Каждый творческий акт подобен для Веронова акту террористическому. Перфоманс детонирует, как тротиловая бомба, совершает бытийную диверсию, подрывает время и пространство, устремляется взрывной волной в самые потаённые уголки мира и обрушивается на тех, кто ничего не ведает об эпицентре взрыва.
Веронов способен сдуть мыльную пену с ладони и этим спровоцировать инсульт у ненавистного блогера. В подобном владении технологиями смерти, в подобной эстетике гибели для Веронова есть особое упоение, сравнимое с броском в пропасть, на дне которой таится загадочный чёрный бриллиант, скрывающий слово смерти, таящий абсолютное знание, рождённое тьмой, некую истину — vero — носителем которой Веронов мечтает стать: "Эта бездна находилась в нём самом, он падал в себя самого, и заветный бриллиант переливался в глубине его сущности, на такой глубине, до которой невозможно дотянуться рассудком, а только колдовством, волшебством его искусства, разрушением запретных преград, срыванием заветных печатей".
Если изначально перфоманс был для Веронова борьбой эстетик, художественных приёмов и творческих методов, то со временем он перерос в борьбу идей, в противостояние идеологий. В 1991 году, как помрачение, как кошмар, как сон разума, Веронов пережил крушение страны. Как хичкоковский саспенс, ему явились птицы, излетавшие из Кремлевской стены — то красные боги покидали свои гнёзда. А вместо них в укромных уголках притаились змеи. Они, как эдемовский змий, стали искушать Веронова запретным плодом.

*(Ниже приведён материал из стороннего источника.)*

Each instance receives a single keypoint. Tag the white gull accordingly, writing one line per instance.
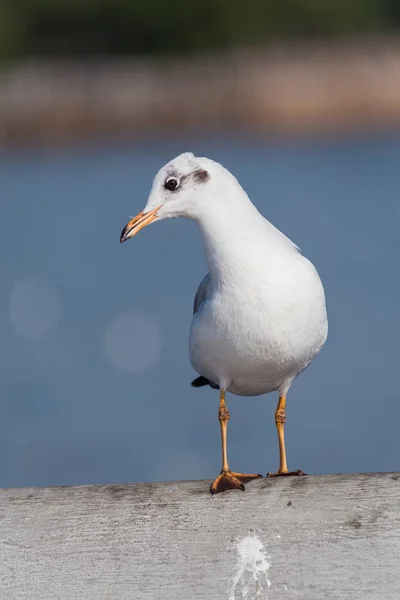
(259, 314)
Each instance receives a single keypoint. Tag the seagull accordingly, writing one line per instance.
(259, 315)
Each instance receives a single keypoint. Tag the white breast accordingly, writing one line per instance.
(261, 326)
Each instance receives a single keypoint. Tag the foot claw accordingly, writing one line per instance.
(287, 474)
(229, 480)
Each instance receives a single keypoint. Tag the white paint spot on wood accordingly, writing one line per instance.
(251, 575)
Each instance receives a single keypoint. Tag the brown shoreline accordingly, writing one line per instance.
(294, 89)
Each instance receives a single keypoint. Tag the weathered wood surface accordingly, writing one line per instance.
(311, 538)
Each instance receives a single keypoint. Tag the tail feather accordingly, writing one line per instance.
(202, 381)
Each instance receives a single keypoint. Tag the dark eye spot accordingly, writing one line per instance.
(171, 183)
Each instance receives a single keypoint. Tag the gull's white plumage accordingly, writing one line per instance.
(263, 317)
(259, 315)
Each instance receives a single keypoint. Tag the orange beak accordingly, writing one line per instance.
(137, 223)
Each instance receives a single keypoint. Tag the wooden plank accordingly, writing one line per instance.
(311, 538)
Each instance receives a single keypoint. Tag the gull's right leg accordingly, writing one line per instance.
(227, 479)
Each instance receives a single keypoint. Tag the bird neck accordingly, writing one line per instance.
(238, 240)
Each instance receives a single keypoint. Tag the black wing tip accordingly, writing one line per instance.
(202, 381)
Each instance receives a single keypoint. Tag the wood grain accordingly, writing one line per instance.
(329, 537)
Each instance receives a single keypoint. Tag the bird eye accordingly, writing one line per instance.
(171, 183)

И тот, вкусив от древа познания добра и зла, успел распознать лишь вкус смерти.
Художник оказался в стане тех, кто создал теорию "высшей касты", кто назвал себя винерами — "самыми деятельностными, способными, авангардными людьми России" — в противовес лузерам, "неполноценному человеческому материалу". Винеры уже четверть века пытаются добить красные смыслы, превратить их в "мутное болото исчезнувшей истории". Но оружие Веронова настолько мощно, что с ним можно ввязаться не только в историческую, но и в бытийную схватку, оказаться не только на поле битвы красных и белых, патриотов и либералов, но и там, где "дьявол с Богом борется".
Перфомансиста нанимает таинственный банкир Янгес. Он, как двуликий Янус, одинаково убедительно говорит и о тьме, и о свете. Он, подобно гётевскому Мефистофелю, настолько искусно смешивает помыслы, слова и деяния, подменяет добро злом, что одно и другое становятся неразличимы. Янгес призывает Веронова через разрушения обновить Россию, содрать коросту с живого тела, не боясь боли и кровотечения. Плеснуть кислотой в древнюю икону, не страшась, что вместе с копотью будет разъеден Божественный лик: "Сокрушая очередную моральную твердыню, вы вызываете вихрь, который производит невероятные разрушения на огромном от вас удалении. Эти разрушения копятся, ваши эмоциональные удары учащаются и в итоге приводят к желаемой встряске. Россия вздрагивает. Ржавчина опадает, окалина осыпается. И Русская Мечта начинает сверкать в своей волшебной красоте". Перфоманс за перфомансом Веронов должен выбить опорные столбы из-под "ветхой России": нанести удары по русской природе, церкви, истории, героям, милосердию, дружбе, любви.